Devido aos impactos da crise sanitária na educação, as datas dos vestibulares foram adiadas. “Justamente no último ano ficamos nessa insegurança enorme, porque não temos noção de nada. Tentamos estudar, mas sentimos que o estudo não está rendendo”.
Terapia e sexualidade
Outras questões envolvendo sexualidade e corpo foram levados por Rodrigo e Lívia para Alessandra. A jovem, que sentia muita insegurança com o seu corpo, conseguiu refletir sobre esse aspecto com a ajuda terapêutica. “Ela pediu pra eu seguir algumas coisas body positive, foi me ajudando bastante, porque até então eu não conhecia esse tema”.
Já Rodrigo começou a ter questionamentos sobre a sua sexualidade e insegurança com relacionamentos. “Cheguei a procurar ajuda médica. Eu estava sem prazer de cunho sexual ou desejo em nenhum momento, me preocupava e fui me perguntando várias coisas ao longo de quatro meses para depois procurar ajuda psicológica. Só percebi na pandemia, por estar em casa”.

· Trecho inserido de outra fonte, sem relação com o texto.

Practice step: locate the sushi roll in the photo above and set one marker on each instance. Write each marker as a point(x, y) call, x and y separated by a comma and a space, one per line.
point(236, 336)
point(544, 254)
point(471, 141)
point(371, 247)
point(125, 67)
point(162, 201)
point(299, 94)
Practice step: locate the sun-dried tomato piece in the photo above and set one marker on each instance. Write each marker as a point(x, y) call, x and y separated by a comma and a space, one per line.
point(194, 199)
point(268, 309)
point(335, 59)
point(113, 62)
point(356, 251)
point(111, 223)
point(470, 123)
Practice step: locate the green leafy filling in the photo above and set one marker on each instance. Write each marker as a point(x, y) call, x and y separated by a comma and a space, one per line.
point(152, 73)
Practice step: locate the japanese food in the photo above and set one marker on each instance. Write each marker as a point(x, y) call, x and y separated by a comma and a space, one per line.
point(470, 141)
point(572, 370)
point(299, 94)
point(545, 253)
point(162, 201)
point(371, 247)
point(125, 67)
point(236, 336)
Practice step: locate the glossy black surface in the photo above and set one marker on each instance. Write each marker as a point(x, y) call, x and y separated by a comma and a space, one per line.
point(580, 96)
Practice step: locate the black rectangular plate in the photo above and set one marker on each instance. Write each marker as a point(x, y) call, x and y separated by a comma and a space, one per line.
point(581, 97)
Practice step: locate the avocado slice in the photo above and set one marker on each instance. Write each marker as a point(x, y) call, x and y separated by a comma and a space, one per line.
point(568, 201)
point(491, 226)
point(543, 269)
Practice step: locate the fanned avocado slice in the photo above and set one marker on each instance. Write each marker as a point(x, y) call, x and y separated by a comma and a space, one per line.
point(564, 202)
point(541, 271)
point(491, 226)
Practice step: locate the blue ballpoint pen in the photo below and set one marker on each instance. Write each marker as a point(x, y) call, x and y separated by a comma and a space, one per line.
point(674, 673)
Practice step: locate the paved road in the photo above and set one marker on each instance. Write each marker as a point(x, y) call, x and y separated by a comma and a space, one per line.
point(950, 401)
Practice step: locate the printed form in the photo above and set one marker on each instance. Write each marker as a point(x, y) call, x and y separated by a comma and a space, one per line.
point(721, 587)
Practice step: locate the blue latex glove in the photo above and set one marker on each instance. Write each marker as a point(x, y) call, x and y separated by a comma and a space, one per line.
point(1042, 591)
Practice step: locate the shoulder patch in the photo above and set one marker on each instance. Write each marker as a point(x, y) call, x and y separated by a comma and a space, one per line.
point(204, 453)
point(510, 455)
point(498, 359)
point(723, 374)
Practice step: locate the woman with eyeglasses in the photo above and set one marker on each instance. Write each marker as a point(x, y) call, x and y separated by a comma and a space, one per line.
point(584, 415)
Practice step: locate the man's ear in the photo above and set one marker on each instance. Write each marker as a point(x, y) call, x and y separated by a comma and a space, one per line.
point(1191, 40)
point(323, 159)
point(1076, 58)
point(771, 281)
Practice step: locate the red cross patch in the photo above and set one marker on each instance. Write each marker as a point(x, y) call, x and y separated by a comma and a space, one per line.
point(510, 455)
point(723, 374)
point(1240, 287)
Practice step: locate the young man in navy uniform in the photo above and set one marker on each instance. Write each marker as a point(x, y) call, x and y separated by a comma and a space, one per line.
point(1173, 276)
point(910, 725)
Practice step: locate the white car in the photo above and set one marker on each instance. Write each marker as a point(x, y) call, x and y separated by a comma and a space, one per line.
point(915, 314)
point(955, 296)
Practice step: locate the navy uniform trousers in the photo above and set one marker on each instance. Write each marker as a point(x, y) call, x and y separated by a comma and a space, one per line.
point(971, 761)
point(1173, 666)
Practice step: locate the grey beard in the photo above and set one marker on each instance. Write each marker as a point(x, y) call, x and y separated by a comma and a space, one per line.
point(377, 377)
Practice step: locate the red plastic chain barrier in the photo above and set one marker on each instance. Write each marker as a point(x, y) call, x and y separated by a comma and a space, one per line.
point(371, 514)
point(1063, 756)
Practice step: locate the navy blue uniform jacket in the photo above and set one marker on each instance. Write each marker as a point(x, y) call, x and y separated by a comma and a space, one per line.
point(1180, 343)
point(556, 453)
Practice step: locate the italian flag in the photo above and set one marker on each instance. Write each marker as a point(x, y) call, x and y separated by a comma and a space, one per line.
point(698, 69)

A terapia transformou a vida desses dois pacientes de Alessandra, ainda mais em um período tão turbulento. “Nesse momento, as pessoas estão extremamente desequilibradas. Nosso país é adoecido mentalmente, e a importância do psicólogo é trazer esse equilíbrio e sanidade mental para as pessoas”, destaca a especialista. Para o enfermeiro, “se todo mundo pudesse se terapeutizar seria maravilhoso, porque as pessoas se tornariam melhores para enfrentar qualquer situação da vida”.